Tahun lalu saja, sebut Menteri Keuangan Bambang Brodjonegoro, Indeks Harga Saham Gabungan (IHSG) di bursa saham China meroket 160 persen. dengan demikian, koreksi hingga 30 persen dapat dikatakan tidak berarti apa-apa, karena masih untung besar.

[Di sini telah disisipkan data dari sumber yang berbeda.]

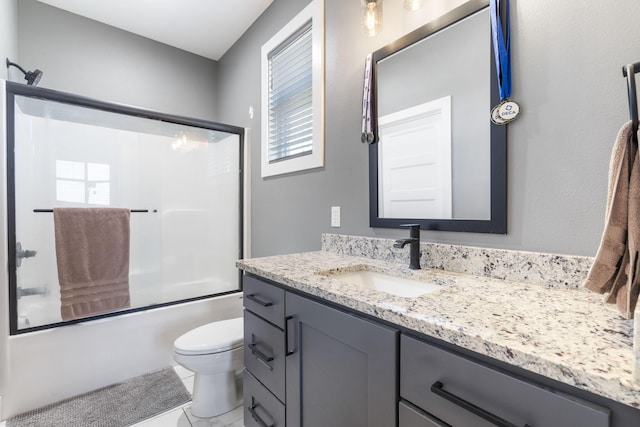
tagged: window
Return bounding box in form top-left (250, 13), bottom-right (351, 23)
top-left (262, 0), bottom-right (324, 177)
top-left (56, 160), bottom-right (111, 206)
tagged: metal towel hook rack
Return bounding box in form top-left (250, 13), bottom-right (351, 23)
top-left (622, 62), bottom-right (640, 144)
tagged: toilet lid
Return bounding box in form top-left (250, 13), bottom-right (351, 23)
top-left (173, 317), bottom-right (244, 354)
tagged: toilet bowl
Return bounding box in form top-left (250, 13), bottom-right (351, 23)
top-left (173, 317), bottom-right (244, 418)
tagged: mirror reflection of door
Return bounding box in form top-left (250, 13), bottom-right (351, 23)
top-left (378, 96), bottom-right (453, 219)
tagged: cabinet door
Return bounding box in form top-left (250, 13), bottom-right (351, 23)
top-left (400, 336), bottom-right (610, 427)
top-left (286, 292), bottom-right (398, 427)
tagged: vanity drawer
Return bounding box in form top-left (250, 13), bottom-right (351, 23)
top-left (398, 402), bottom-right (450, 427)
top-left (400, 336), bottom-right (610, 427)
top-left (242, 275), bottom-right (284, 329)
top-left (244, 310), bottom-right (285, 402)
top-left (243, 369), bottom-right (285, 427)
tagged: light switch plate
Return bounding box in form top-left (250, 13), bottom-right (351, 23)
top-left (331, 206), bottom-right (340, 228)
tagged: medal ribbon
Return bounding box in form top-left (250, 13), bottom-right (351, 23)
top-left (361, 53), bottom-right (373, 144)
top-left (489, 0), bottom-right (511, 101)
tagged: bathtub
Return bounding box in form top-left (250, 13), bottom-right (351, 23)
top-left (1, 292), bottom-right (242, 419)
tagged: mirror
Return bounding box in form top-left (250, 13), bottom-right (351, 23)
top-left (369, 0), bottom-right (507, 234)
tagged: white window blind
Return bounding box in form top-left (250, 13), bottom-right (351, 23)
top-left (260, 0), bottom-right (324, 177)
top-left (268, 21), bottom-right (313, 163)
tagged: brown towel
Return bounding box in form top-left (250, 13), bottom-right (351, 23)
top-left (53, 208), bottom-right (131, 320)
top-left (584, 122), bottom-right (640, 319)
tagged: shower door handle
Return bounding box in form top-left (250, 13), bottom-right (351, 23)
top-left (16, 242), bottom-right (38, 267)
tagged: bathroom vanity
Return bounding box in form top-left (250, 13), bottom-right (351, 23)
top-left (238, 236), bottom-right (640, 427)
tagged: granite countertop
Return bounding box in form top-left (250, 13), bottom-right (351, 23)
top-left (237, 251), bottom-right (640, 408)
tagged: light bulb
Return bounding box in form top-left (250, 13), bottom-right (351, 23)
top-left (404, 0), bottom-right (422, 11)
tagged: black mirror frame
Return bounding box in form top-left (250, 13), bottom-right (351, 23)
top-left (369, 0), bottom-right (507, 234)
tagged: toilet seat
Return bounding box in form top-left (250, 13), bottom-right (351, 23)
top-left (173, 317), bottom-right (244, 356)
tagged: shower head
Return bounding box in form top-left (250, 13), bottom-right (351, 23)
top-left (7, 58), bottom-right (43, 86)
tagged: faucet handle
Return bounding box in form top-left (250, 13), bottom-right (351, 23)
top-left (400, 224), bottom-right (420, 239)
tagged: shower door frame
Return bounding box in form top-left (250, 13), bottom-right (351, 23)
top-left (4, 82), bottom-right (245, 335)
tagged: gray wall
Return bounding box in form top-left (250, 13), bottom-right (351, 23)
top-left (0, 0), bottom-right (18, 79)
top-left (12, 0), bottom-right (217, 120)
top-left (218, 0), bottom-right (640, 256)
top-left (11, 0), bottom-right (640, 256)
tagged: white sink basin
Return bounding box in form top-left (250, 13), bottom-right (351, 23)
top-left (331, 270), bottom-right (442, 298)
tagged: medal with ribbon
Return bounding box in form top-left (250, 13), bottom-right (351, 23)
top-left (360, 53), bottom-right (376, 144)
top-left (489, 0), bottom-right (520, 125)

"Kenaikan yang sangat tinggi itu diakibatkan faktor fundamental berupa ekspektasi yang tinggi, selain karena regulator kurang hati-hati. Banyak saham gorengan. Gadai saham jadi hal yang biasa," ujar Bambang dalam perbincangan dengan redaksi di rumahnya di kawasan Kebayoran Baru, Jakarta, Minggu malam (12/7).
Dalam praktik ekonomi, lanjut Bambang, harga saham tidak bisa selamanya naik. Harga saham rentan terkoreksi baik karena aksi korporasi maupun aksi non korporasi.
"Yang menarik kalau kita hitung
year to date, IHSG China masih tumbuh 23 persen," kata Bambang.
Secara umum, kondisi di bursa saham China itu tidak parah seperti yang dibayangkan banyak orang. Apalagi bila dikaitkan dengan kemampuan Indonesia mengakumulasi investasi dari China.
"Terlepas dari masalah di bursa saham, pertumbuhan ekonomi China memang sedang
slowing down karena selama ini
over investment, misalnya ada pelabuhan yang kosong, juga jalan yang kosong,†masih kata Bambang.
Dalam fase
slowing down ini, pemerintah China mengubah strategi. Pembangunan yang selama ini ditopang investasi mulai digeser ke konsumsi publik.
"Ada keinginan menggeser pertumbuhan dari
investment based menjadi
consumption based. Konsekuensinya, pertumbuhan ekonomi sedikit terganggu. China siap pertumbuhan ekonominya tidak lagi 10 persen, hanya 7 persen. Tapi angka itu pun cukup tinggi dan sangat baik di tengah situasi perekonomian global yang melemah saat ini," demikian Bambang.